Figure 1 above shows a die micrograph, with different colors for the various voltage domains. Each core has an independent supply and adaptive control. Software specifies the frequency to each processor, and then the voltage is adjusted to the lowest level such that the desired frequency can be obtained. This tuning occurs on a per part basis, and therefore takes into account process variation. Adjusting the frequency based on demand is nothing new, as modern mobile chips have done that for a while; but the simultaneous per-part voltage optimization is novel. The cores can also be shut down, without any problems. The SRAM arrays have their own fixed Vdd supply, because the voltage must stay relatively high, to ensure that writes will function properly. Similarly, the memory and I/O system also have their own fixed Vdd.
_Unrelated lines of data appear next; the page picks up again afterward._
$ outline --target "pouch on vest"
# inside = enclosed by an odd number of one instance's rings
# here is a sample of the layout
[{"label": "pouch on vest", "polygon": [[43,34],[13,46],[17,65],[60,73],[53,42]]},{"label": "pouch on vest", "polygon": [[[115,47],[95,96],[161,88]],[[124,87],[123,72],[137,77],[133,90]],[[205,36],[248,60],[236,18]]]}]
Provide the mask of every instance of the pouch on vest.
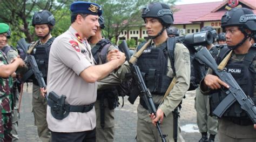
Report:
[{"label": "pouch on vest", "polygon": [[65,96],[59,96],[51,91],[48,98],[48,105],[51,107],[51,113],[55,119],[62,120],[69,115],[69,111],[66,111],[65,109]]}]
Using a dynamic Vdd for each core saves a substantial amount of power, but also creates some headaches for clock distribution. Since the core voltage varies, while the bus voltage is fixed, the clock tree delays may not match up. To solve this problem, hardware tracks phase drift between the core and bus, and then will choose a path which is both synchronous and fixed latency. Over time, the appropriate path may change due to temperature or voltage, and when that happens, the bus will halt to make adjustments.
The memory controller is another large source of power consumption that PA Semi worked on. The scheduler for the controller works to put ranks to sleep based on the performance impact. The ranks with the most outstanding transactions are left on, while others are powered down. In the case of no outstanding transactions, the ranks would be closed relatively quickly. This straight forward optimization saves around 2 watts on multimedia or floating point workloads, while only losing 1-2% performance, an acceptable and attractive trade-off.
Through the use of novel power saving design techniques the PA6T-1682 ultimately is able to achieve a 13W typical, 25W maximum power at 2GHz. Software can lower the frequency to 1.5, 1, 0.5GHz, which reduces power to 16, 12 and 9W respectively. However, the real savings are in the three different sleep modes: doze, nap and sleep. The doze mode stops the core clock, but still snoops on the crossbar and offers immediate transition to an active state, while consuming around 2.5W. Nap and sleep mode go even lower to 2W, but require slight entry and recovery times, as they flush the data caches.